How do you measure Core Web Vitals on a large scale?

The best method to measure Core Web Vitals at scale during an audit is to segment top-traffic driving sections and identify page templates. This process can be automated using a Python script.

What factors should be considered when conducting a Core Web Vitals audit?

When conducting a site speed audit for Core Web Vitals, it is important to segment your site by top-traffic driving templates. Also, you should ensure that only valid and healthy URLs are included in the audit, considering factors such as indexability and HTTP 200 status codes.

What tools can be used to measure Core Web Vitals?

Page Speed Insights from Google is the recommended tool to assess real user experience, as it measures field data from the Chrome User Experience (CrUX). By using the Chrome User Experience API, you can automate the analysis of Core Web Vitals scores in bulk.

✨Core Web Vitals Audit and Automation with Python

October 28, 2024

Core Web Vitals measure page experience signals to ensure an engaging user experience for search users. Each of the Core Web Vitals represents a distinct facet of the user experience, as they measure Field data reflecting the real-world user experience on a web interface.

Core Web Vitals	Feature
Largest Contentful Paint (LCP)	Measures how long it takes to load the largest image or block of text in the viewport.
First Input Delay (FID)	Measures how long it takes for the browser to respond when a user engages with the page (button click, tap, etc.).
Cumulative Layout Shift (CLS)	Measures visual stability to determine whether there is a major shift in the content on-screen while elements are loading.

Core Web Vitals is all about page views; the fewer pages per session, the worse your Core Web Vitals will be.

Now, there’s a common misconception among SEO pros that sampling loads of pages means better measurements. While this is not wrong in theory, you’ll learn it mostly leads to heaps of work that, more often than not, doesn’t make a jot of difference to data accuracy.

The truth is, outliers (extreme values that always pop up during analyses) will always be there muddying up your data, whether you sample 10 pages or 1,000.

So, how do you go about measuring Core Web Vitals on a large scale during a speed performance audit?

In this post, I’ll share a method to help you zero in on the right data for site speed analysis and automate the process in bulk with a Python script.

Table of Contents

Core Web Vitals Audit with Page Templates

The first step is to segment the high-traffic areas of the website and identify key page templates that drive the most visits.

Breaking down the site into its major sections (like category pages, product pages, and informational pages) helps you understand which parts are bringing in the most traffic.

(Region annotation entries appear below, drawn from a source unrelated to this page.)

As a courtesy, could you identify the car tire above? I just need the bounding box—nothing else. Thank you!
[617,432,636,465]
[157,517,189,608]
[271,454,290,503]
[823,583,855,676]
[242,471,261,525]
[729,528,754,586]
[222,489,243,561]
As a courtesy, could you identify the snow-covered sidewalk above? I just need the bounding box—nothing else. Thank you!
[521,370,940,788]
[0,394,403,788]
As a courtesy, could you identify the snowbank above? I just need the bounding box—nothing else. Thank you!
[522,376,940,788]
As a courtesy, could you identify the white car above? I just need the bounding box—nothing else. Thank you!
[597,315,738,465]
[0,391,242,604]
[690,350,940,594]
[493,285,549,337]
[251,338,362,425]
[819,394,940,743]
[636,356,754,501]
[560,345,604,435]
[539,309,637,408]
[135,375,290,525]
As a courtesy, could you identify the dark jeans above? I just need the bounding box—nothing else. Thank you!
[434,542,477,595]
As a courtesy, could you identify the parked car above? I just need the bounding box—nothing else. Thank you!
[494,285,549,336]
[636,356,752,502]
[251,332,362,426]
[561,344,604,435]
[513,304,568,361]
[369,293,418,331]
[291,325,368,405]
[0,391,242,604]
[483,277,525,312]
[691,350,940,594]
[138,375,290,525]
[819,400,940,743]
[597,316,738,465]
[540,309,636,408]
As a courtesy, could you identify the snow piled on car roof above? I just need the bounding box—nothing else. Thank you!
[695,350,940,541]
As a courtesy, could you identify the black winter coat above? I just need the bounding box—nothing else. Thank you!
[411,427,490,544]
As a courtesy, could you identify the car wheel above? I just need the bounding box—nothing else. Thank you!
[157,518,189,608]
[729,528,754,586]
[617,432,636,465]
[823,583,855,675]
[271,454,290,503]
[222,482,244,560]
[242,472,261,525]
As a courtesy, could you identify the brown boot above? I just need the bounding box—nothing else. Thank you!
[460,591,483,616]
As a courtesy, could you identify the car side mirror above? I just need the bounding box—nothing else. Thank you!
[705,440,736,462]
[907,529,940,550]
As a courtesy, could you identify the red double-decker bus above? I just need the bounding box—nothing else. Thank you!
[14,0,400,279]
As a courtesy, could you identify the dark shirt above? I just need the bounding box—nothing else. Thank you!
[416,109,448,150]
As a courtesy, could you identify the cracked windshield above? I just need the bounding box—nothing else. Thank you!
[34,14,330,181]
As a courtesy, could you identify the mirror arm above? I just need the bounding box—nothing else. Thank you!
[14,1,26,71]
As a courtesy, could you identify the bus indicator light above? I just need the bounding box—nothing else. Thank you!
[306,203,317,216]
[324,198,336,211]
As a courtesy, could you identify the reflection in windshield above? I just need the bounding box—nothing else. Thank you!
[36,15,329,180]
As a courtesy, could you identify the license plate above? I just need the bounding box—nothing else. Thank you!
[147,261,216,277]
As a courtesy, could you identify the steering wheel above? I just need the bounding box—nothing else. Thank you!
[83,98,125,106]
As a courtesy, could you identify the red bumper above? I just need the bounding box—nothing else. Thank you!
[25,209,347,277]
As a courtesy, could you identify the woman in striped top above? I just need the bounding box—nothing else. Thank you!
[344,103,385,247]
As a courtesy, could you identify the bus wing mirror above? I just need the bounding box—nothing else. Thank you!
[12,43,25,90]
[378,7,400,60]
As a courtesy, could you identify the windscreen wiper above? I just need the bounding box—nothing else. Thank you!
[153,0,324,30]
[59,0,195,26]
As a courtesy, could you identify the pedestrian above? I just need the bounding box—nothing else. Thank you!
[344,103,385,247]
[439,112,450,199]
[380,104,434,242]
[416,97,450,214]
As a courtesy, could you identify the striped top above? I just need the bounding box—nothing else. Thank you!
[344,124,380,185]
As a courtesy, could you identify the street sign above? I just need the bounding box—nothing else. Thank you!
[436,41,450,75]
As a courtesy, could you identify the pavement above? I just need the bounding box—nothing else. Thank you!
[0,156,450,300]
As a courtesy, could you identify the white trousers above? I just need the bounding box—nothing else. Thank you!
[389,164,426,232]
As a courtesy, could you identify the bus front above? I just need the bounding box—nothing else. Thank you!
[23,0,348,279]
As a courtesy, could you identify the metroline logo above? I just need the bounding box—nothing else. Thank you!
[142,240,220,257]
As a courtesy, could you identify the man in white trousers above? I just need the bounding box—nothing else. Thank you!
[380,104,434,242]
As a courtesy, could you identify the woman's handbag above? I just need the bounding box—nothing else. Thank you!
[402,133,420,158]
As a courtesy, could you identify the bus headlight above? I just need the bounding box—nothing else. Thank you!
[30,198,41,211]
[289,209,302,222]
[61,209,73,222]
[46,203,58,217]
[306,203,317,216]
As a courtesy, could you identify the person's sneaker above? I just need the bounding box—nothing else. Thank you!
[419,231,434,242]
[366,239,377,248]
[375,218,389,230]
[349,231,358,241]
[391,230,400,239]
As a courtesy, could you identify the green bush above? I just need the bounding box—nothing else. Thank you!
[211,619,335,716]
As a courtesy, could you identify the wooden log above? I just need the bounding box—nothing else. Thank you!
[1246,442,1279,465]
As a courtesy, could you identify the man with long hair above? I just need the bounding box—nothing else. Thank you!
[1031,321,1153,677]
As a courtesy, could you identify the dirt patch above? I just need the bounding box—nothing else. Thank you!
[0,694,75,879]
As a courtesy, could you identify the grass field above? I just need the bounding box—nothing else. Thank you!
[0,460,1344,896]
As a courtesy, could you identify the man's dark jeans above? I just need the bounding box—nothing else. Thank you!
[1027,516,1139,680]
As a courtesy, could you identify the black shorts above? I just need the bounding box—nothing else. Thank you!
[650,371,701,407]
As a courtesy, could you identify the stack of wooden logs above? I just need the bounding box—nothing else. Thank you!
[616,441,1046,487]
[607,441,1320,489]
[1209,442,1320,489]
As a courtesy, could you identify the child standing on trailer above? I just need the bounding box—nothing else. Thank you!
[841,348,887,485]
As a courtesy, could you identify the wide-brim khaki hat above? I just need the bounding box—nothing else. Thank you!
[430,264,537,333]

This lets you focus on the templates that are crucial for users and search engines alike, setting up a solid foundation for a targeted Core Web Vitals analysis.

Page Template	Feature
Homepage	Your target website’s primary landing page as it typically attracts most of the organic traffic. Users need a frictionless landing on this page, hence this is the first milestone to factor in your page loading audit.
Category listing pages (CLP)	Categories listing categories. Because these pages help users navigate to a specific page, they are often large traffic poles with a high density of images.
Product listing pages (PLP)	Categories listing products. Despite targeting narrower topics, they are often filled with images and clearer search intent. You can nail down the results of the speed audit and compare them against business goals.
Product detail page (PDP)	Product detail pages. A web page on an eCommerce site that presents the description of a specific product and represents the last touchpoint before prospects progress on to a purchase. Details displayed (e.g size, color, price, shipping information, reviews) are often dynamically injected using CSS or JavaScript. This can affect page loading performance.
Other	You can identify an additional range of page templates beneficial to your business. For instance, large eCommerce sites may stress a preference in looking after their Store Locator or FAQ pages.

💡 Tip

I recommend you learn more about the difference between CLP and PLP in this post from Ahrefs disclosing 11 ways to improve eCommerce category pages

Once you have a clear idea of potential page templates to submit to your analysis, the next step is to translate them into action.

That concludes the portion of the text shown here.